- Which variables are ordinal? Which are nominal?
Nominal variables: and
Ordinal Variables: (although it is coded as continuous)
Answer Options:
1a. Nominal variables selections: Calories, Type, Protein or Potassium, MFG
1b. Ordinal Variables selections: Calories, Shelf, Protein
- Use Cols>Columns Viewer to obtain summary statistics. Which, if any, of the variables is missing values?
The variables , , and have missing values. The data set has missing values in total.
Answer Options:
2a. Calories, Carbo, Protein & Fat
2b. Fiber, Fat, Sodium & sugar
2c. Potassium, Vitamins, weight Shelf
2d. 3,4,5
- Use Analyze > Distribution to plot a histogram for each of the continuous variables and create summary statistics. Based on the histograms and summary statistics, choose the correct answers:
and have the largest standard deviations, and so are the most variable.
The variables , , , and seem (right) skewed.
Answer Options:
3a. fat, sodium, calories
3b. fibe, rating potassium
3c. shelf, fat, cups
3d. names, cups, fiber
3e. potassium, carbs, sugars
3f. protein, calories, rating
- Use the Graph Builder to plot a side-by-side box-plot comparing the calories in hot vs. cold cereals. What does this plot show us?
We see that in cold cereals, the different cereals vary in the amount of calories mainly between approximately , whereas all 3 of the hot cereals have 100 calories.
Answer Options:
100-140
90-120
50-100
The Correct Answer and Explanation is :
Question 1: Nominal and Ordinal Variables
Nominal Variables:
Nominal variables are categorical variables that do not have a specific order or ranking. They are just labels used for identification.
- Nominal Variables: Type, MFG
These variables represent categories (e.g., “Type” of cereal or “MFG” manufacturer), where no inherent order exists. Categories can be named but cannot be ranked in any meaningful way.
Ordinal Variables:
Ordinal variables are also categorical but have a defined order or ranking. They reflect some sort of hierarchy, though the distances between categories are not consistent.
- Ordinal Variables: Shelf, Protein
Although “Protein” is typically measured as a continuous variable, in this case, it’s being treated ordinally, as it could represent a ranking or grouping of protein levels (e.g., low, medium, high). “Shelf” represents the position of an item in a store, and there is a defined order to it.
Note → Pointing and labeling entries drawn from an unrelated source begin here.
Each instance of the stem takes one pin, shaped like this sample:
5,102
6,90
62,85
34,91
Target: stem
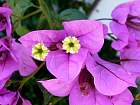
45,9
28,78
31,14
107,19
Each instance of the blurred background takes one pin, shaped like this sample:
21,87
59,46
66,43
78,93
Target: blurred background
27,17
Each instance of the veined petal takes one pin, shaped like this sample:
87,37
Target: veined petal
48,37
105,74
57,87
93,98
24,61
132,63
125,98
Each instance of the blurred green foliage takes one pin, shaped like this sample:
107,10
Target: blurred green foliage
31,15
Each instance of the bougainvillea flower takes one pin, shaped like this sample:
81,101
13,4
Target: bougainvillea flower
5,22
106,73
12,59
126,23
131,60
12,98
66,50
83,92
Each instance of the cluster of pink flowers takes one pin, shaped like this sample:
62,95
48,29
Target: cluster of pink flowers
71,55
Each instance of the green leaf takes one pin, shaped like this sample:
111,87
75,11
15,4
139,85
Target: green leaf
19,6
21,30
72,14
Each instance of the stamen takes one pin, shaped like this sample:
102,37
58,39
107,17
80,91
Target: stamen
40,51
71,45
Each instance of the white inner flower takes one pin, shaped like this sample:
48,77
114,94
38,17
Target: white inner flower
40,51
71,44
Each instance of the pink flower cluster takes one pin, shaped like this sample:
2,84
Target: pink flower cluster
71,55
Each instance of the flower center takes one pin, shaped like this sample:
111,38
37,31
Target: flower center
39,51
85,82
71,45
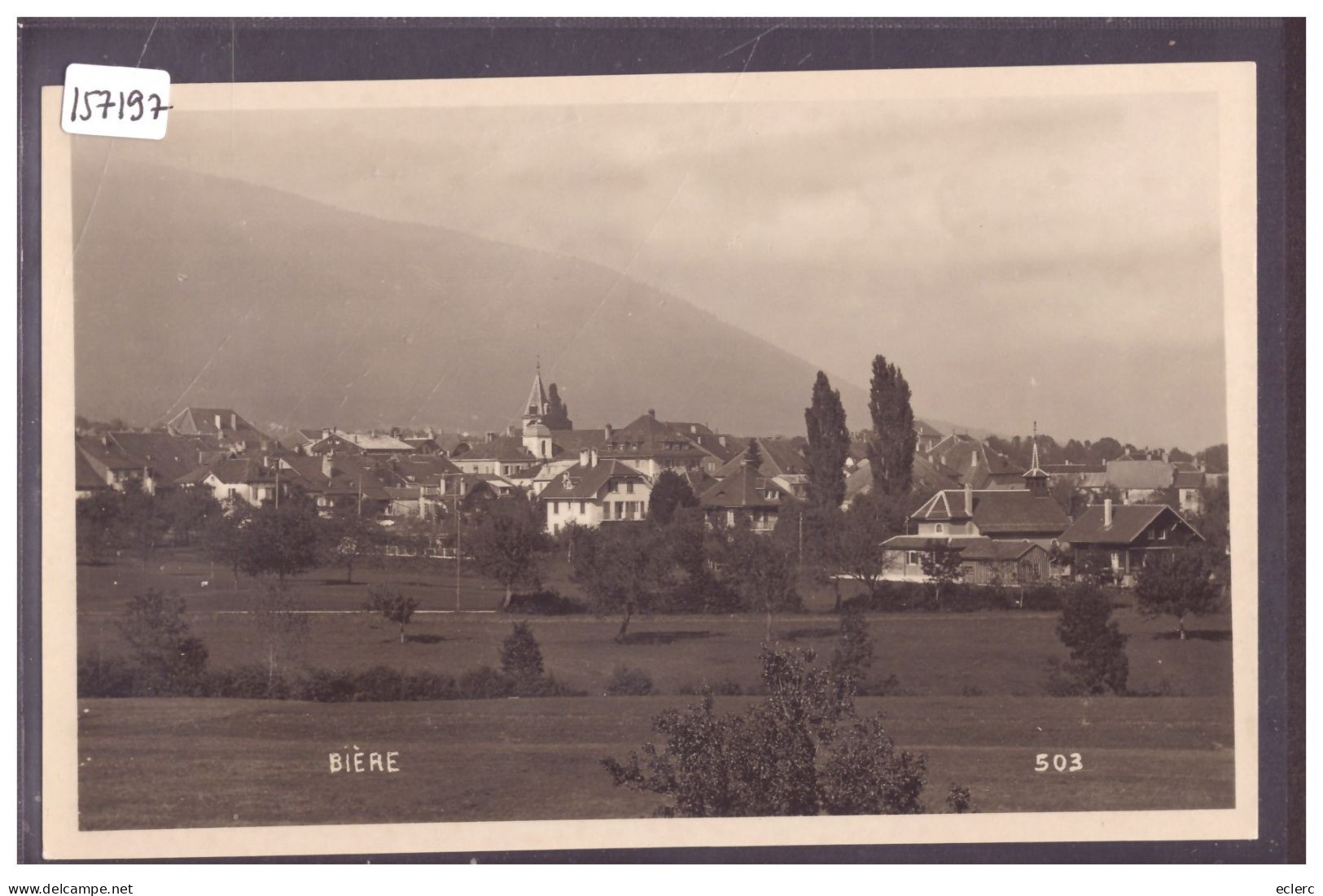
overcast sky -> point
(1022, 260)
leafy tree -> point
(1105, 449)
(802, 751)
(891, 452)
(167, 656)
(670, 493)
(279, 624)
(829, 446)
(1178, 586)
(1094, 569)
(520, 657)
(392, 605)
(857, 548)
(853, 653)
(141, 521)
(557, 411)
(942, 567)
(507, 546)
(222, 535)
(1075, 452)
(1097, 646)
(760, 571)
(355, 540)
(283, 540)
(1213, 523)
(99, 530)
(186, 512)
(622, 569)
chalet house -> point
(651, 447)
(979, 467)
(221, 423)
(1128, 537)
(86, 480)
(300, 439)
(374, 444)
(1137, 480)
(1189, 485)
(239, 479)
(927, 476)
(596, 491)
(971, 518)
(112, 464)
(747, 497)
(497, 455)
(779, 457)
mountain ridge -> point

Question 2: Missing Values
To answer this question, we need to know which variables have missing data. This can be determined by using a column viewer tool like “Cols>Columns Viewer” in your analysis software.
Answer Options:
- 2a. Calories, Carbo, Protein & Fat
- 2b. Fiber, Fat, Sodium & Sugar
- 2c. Potassium, Vitamins, Weight, Shelf
- 2d. 3,4,5
Without access to the specific data, the answer would depend on which of these variables actually have missing entries in the dataset, so checking the summary statistics would help in identifying this.
Question 3: Variables with Largest Standard Deviations & Skewness
Largest Standard Deviations (Most Variable):
Variables with the largest standard deviations are those where the data points are spread out the most. This indicates higher variability in the data.
- Answer Options:
- 3a. Fat, Sodium, Calories
These variables might have the highest variation in values (e.g., calorie count can vary widely across different types of cereals).
Skewness:
Skewness refers to the asymmetry of the distribution of data. Right skewed means that most of the data points are on the lower end, with a few very large values pulling the distribution to the right.
- Answer Options:
- 3a. Fat, Sodium, Calories
These variables could be right-skewed because many products might have lower fat, sodium, and calories, with only a few having very high values.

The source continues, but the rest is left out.